Global leaders putting the theory into practice
Some of the biggest global brands have seen a world of difference in the effectiveness of their onboarding since introducing learning technologies. Here are a few examples:

GlaxoSmithKline (GSK) used a simulation game to bring the work processes to life for new recruits. It was delivered to staff at locations across the world, providing a learning experience that was just like real life. They also learned how decisions in one part of the business impacted on other parts, giving them the ‘bigger picture’ experience that the brightest talent see as essential to their careers. The learning also inspired them right from the off about working for an innovative company.

Toyota’s pan-European induction programme used interactive video to immerse new starters in the car giant’s ‘Customer First’ business ethos. The video took the learners on a virtual tour of the customer journey so they could understand the customer experience from start to finish.
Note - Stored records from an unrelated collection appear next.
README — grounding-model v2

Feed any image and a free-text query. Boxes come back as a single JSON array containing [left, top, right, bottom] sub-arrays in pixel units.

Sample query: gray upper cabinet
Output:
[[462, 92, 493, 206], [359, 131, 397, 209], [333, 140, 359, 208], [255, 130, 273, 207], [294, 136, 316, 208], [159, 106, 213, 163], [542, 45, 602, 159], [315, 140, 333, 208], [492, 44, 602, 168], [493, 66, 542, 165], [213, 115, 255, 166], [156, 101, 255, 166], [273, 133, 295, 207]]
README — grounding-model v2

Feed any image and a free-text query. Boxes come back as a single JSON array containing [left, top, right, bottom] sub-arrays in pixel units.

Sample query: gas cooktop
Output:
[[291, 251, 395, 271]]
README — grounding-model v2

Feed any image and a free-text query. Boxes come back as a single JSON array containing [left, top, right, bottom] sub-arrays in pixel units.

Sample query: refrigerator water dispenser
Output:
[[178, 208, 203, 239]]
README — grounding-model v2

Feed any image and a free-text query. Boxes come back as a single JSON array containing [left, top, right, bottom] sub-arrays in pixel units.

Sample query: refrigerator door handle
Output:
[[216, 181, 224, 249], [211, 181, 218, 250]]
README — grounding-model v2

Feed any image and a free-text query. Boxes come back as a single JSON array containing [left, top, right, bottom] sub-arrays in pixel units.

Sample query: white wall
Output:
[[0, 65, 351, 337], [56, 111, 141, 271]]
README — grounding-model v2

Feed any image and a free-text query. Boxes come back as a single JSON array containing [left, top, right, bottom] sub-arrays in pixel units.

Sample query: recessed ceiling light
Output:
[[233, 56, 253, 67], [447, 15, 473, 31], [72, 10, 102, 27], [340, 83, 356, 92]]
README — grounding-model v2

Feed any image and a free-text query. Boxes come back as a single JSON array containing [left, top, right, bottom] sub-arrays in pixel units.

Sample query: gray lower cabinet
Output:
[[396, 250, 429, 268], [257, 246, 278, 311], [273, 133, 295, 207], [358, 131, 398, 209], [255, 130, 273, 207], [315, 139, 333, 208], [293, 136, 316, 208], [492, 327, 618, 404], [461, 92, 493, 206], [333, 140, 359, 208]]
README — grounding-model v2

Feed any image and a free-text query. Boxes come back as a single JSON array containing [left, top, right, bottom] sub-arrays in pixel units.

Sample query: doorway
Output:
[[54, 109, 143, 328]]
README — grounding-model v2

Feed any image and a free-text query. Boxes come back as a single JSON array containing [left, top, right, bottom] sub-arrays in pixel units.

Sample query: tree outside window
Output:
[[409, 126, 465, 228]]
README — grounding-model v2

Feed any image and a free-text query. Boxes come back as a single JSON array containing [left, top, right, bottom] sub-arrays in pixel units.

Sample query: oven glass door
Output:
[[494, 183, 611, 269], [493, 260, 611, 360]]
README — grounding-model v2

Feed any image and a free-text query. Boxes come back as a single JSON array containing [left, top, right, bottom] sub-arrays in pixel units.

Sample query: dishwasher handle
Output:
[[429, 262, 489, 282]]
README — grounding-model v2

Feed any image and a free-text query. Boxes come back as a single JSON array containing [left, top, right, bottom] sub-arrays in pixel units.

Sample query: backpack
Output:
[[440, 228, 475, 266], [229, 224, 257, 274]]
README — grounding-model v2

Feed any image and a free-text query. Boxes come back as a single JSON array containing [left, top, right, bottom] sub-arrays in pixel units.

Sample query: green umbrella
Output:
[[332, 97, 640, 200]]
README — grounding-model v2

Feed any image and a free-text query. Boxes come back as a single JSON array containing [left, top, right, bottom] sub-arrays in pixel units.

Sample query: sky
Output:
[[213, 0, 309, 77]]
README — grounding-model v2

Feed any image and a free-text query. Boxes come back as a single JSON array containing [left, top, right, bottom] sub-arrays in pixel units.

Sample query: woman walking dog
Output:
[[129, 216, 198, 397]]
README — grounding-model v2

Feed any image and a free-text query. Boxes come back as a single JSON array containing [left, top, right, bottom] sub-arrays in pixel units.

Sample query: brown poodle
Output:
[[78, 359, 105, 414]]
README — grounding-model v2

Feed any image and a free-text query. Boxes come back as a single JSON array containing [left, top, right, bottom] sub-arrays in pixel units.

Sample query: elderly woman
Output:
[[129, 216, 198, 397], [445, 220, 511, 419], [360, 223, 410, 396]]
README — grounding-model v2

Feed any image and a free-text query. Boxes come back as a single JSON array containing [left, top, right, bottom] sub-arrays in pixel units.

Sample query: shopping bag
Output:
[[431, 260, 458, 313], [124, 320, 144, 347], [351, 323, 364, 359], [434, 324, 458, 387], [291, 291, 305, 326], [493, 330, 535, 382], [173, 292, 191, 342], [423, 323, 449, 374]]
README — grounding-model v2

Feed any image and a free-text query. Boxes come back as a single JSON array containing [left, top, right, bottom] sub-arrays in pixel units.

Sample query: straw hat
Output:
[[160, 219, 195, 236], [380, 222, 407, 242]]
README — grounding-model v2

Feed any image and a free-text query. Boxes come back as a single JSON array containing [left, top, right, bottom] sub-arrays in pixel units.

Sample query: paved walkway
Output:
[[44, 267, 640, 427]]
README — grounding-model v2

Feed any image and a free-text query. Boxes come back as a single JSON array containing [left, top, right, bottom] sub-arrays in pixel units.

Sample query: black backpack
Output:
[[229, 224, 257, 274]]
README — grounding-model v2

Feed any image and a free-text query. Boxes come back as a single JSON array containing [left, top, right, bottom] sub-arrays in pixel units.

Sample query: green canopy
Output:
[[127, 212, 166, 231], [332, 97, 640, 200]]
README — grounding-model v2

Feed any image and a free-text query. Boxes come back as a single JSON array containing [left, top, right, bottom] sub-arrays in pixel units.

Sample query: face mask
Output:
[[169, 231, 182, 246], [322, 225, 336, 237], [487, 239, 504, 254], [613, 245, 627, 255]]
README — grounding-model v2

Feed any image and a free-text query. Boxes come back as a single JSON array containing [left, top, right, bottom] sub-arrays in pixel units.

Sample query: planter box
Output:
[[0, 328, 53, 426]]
Optical and hearing company Specsavers use motion graphics, games & gamification and responsive elearning in a Global Online Induction pre-boarding programme for 5,000 new starters across 30 countries each year. The company wanted a consistent digital learning programme that could be accessed before Day 1. At the same time, they were looking at ways to excite new joiners about its brand and values. These are real life success stories from some of the biggest, most successful brands on the planet.

The really inspiring thing about technology is that it’s not only driving improvements, it’s actually likely to create more, not fewer jobs. PwC’s 20th CEO Survey shows that nearly 70 percent of the most confident CEOs are planning to increase the headcount in their organisations. And, as CEO at Sponge UK, Louise Pasterfield, points out: “Technology is central to their vision. Not as a mechanism to replace human expertise but to complement it, unlock its potential and gain a competitive advantage. Of course, the jobs people do will change as technology develops, and in future it will become increasingly important to help people acquire the new skills they will need to succeed in a changing workplace. The best CEOs already understand this. They are using technology to attract, train and retain people, with 65 percent adding digital learning to their corporate training programmes in 2017. Innovation in digital learning is paying off in all kinds of ways that collectively contributes to the bottom line and improved profitability.”

So the message is clear: To be ahead of the game you’ve got to win the onboarding battle. And to do that, you’ll need a new set of rules on what works in talent acquisition and management in the digital age.